I’m not likely to get to these things quickly, so to avoid forgetting them, I’m capturing them all as GitHub issues. If you have any feedback to share or if you find any bugs, please feel free to submit an issue!
The Next Few Programming by Stealth Instalments
Given my experiences with the Let’s Talk site, we need to tweak our plans for the main series a little. Before we’re ready to return to Jekyll, we need to take a moment to backfill some more fundamental knowledge we’ve inadvertently skipped over:
- We need to learn about CSS variables
- We need to learn the basics of the SASS CSS preprocessor
- Armed with an understanding of both CSS variables and SASS, we need to look a little more deeply at customising Bootstrap, both with and without SASS.
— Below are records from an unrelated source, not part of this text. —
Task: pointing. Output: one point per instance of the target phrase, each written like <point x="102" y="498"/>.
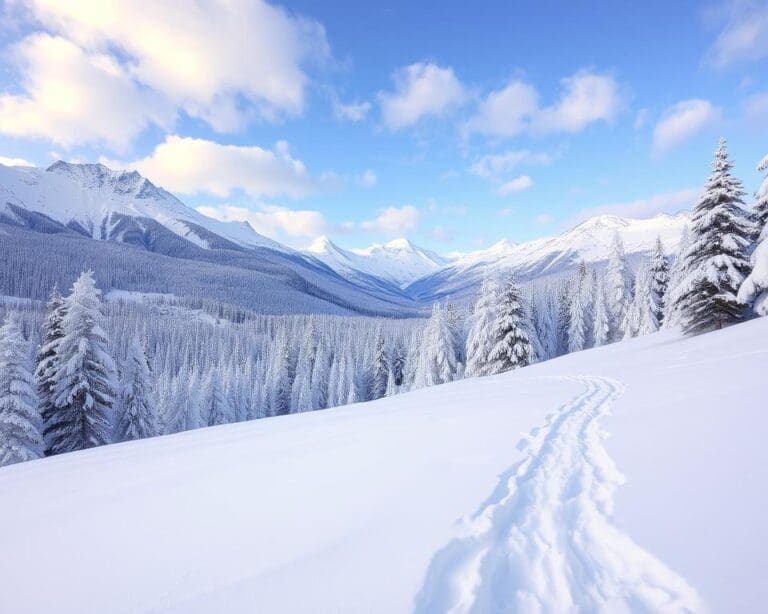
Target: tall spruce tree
<point x="579" y="311"/>
<point x="20" y="422"/>
<point x="618" y="287"/>
<point x="137" y="417"/>
<point x="754" y="291"/>
<point x="480" y="337"/>
<point x="46" y="356"/>
<point x="659" y="281"/>
<point x="511" y="344"/>
<point x="84" y="378"/>
<point x="717" y="261"/>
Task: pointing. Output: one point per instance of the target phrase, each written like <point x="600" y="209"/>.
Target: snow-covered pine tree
<point x="659" y="281"/>
<point x="397" y="366"/>
<point x="320" y="377"/>
<point x="578" y="316"/>
<point x="46" y="356"/>
<point x="672" y="316"/>
<point x="20" y="422"/>
<point x="380" y="368"/>
<point x="215" y="408"/>
<point x="84" y="377"/>
<point x="754" y="290"/>
<point x="511" y="345"/>
<point x="646" y="301"/>
<point x="438" y="362"/>
<point x="601" y="328"/>
<point x="546" y="326"/>
<point x="480" y="337"/>
<point x="618" y="287"/>
<point x="137" y="418"/>
<point x="717" y="262"/>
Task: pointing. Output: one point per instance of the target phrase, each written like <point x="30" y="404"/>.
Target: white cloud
<point x="73" y="97"/>
<point x="5" y="161"/>
<point x="368" y="179"/>
<point x="744" y="32"/>
<point x="354" y="111"/>
<point x="493" y="165"/>
<point x="667" y="202"/>
<point x="271" y="220"/>
<point x="441" y="233"/>
<point x="192" y="166"/>
<point x="518" y="184"/>
<point x="421" y="90"/>
<point x="506" y="112"/>
<point x="111" y="68"/>
<point x="393" y="220"/>
<point x="586" y="97"/>
<point x="682" y="121"/>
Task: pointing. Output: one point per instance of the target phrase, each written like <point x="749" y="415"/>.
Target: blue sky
<point x="455" y="126"/>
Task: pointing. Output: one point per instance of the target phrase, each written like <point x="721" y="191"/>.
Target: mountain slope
<point x="394" y="504"/>
<point x="399" y="261"/>
<point x="94" y="200"/>
<point x="589" y="241"/>
<point x="138" y="237"/>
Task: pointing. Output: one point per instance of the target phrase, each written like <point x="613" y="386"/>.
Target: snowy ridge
<point x="92" y="198"/>
<point x="545" y="542"/>
<point x="589" y="241"/>
<point x="398" y="261"/>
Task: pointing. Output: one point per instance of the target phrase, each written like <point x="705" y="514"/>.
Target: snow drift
<point x="480" y="495"/>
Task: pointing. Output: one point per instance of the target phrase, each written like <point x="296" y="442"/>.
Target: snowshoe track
<point x="544" y="541"/>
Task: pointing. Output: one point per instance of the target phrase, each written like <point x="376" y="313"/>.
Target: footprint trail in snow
<point x="544" y="540"/>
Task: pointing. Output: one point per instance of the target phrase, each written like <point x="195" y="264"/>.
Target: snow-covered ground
<point x="497" y="494"/>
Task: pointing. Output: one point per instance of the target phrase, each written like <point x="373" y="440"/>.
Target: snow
<point x="90" y="193"/>
<point x="625" y="476"/>
<point x="398" y="261"/>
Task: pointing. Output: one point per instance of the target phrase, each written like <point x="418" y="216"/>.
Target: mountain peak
<point x="322" y="245"/>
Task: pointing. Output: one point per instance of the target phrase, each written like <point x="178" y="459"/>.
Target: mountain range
<point x="57" y="221"/>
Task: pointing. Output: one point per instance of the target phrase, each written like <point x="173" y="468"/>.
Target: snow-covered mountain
<point x="589" y="241"/>
<point x="112" y="205"/>
<point x="399" y="261"/>
<point x="59" y="221"/>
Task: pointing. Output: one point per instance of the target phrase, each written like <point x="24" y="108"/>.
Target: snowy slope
<point x="399" y="261"/>
<point x="498" y="494"/>
<point x="589" y="241"/>
<point x="91" y="198"/>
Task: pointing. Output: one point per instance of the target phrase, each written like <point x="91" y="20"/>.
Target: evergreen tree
<point x="84" y="377"/>
<point x="320" y="379"/>
<point x="601" y="325"/>
<point x="480" y="339"/>
<point x="659" y="282"/>
<point x="438" y="352"/>
<point x="672" y="315"/>
<point x="512" y="346"/>
<point x="717" y="262"/>
<point x="46" y="356"/>
<point x="397" y="367"/>
<point x="754" y="291"/>
<point x="618" y="286"/>
<point x="546" y="327"/>
<point x="215" y="409"/>
<point x="578" y="316"/>
<point x="137" y="420"/>
<point x="20" y="422"/>
<point x="563" y="318"/>
<point x="380" y="369"/>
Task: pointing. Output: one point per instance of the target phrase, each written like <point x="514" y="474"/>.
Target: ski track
<point x="544" y="541"/>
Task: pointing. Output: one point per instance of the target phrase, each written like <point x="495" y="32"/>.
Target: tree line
<point x="105" y="373"/>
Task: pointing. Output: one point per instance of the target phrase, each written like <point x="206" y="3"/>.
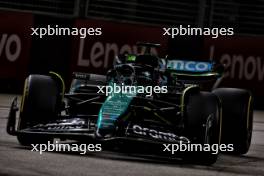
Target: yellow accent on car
<point x="62" y="82"/>
<point x="183" y="95"/>
<point x="25" y="93"/>
<point x="248" y="110"/>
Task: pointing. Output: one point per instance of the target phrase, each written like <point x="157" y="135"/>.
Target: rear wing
<point x="192" y="68"/>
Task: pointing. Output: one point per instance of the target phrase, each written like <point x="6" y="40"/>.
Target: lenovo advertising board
<point x="95" y="53"/>
<point x="15" y="44"/>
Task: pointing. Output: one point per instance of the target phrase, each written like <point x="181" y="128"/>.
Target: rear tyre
<point x="39" y="104"/>
<point x="203" y="126"/>
<point x="237" y="118"/>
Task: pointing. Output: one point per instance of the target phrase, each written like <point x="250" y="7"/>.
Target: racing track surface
<point x="17" y="160"/>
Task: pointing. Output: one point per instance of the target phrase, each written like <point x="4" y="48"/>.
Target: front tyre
<point x="40" y="102"/>
<point x="237" y="118"/>
<point x="203" y="126"/>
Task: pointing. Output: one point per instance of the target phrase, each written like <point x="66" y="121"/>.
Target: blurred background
<point x="124" y="23"/>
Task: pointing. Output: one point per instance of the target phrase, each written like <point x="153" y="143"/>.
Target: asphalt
<point x="18" y="160"/>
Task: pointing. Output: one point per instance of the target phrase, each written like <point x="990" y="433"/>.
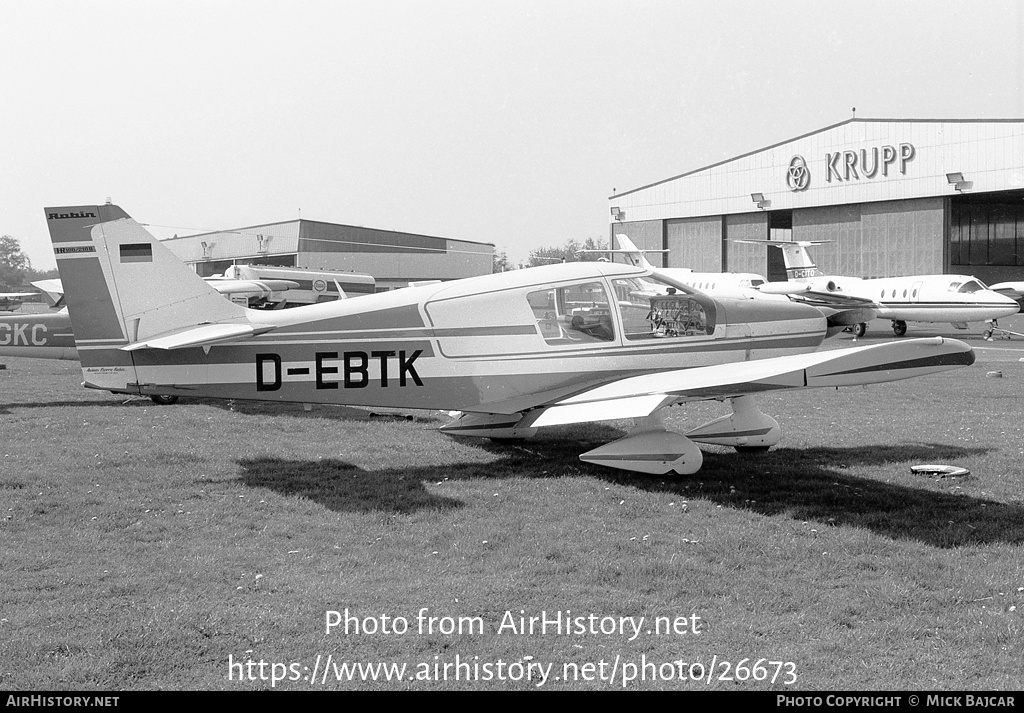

At that stage, we’ll be ready to dive back into Jekyll, focusing on:
- Blogging with Jekyll
- Content Collections in Jekyll
Finally, we need to learn about the OpenGraph protocol so we can give our Jekyll layouts an important finishing touch by ensuring links to our work embed nicely into social media posts.
Final Thoughts
I hope you found it interesting to take a peek under the hood of a real-world Jekyll site hosted for free on GitHub Pages. While I try to make the examples in the main PBS series as useful as I can, they can never be as revealing as a production site. I certainly found the experience of putting the theory into practice very illuminating, and it’s helped me take stock of what we’ve done well, and where we’ve fallen a little short. I hope you’ll join us for the second half of our free web hosting adventure this spring!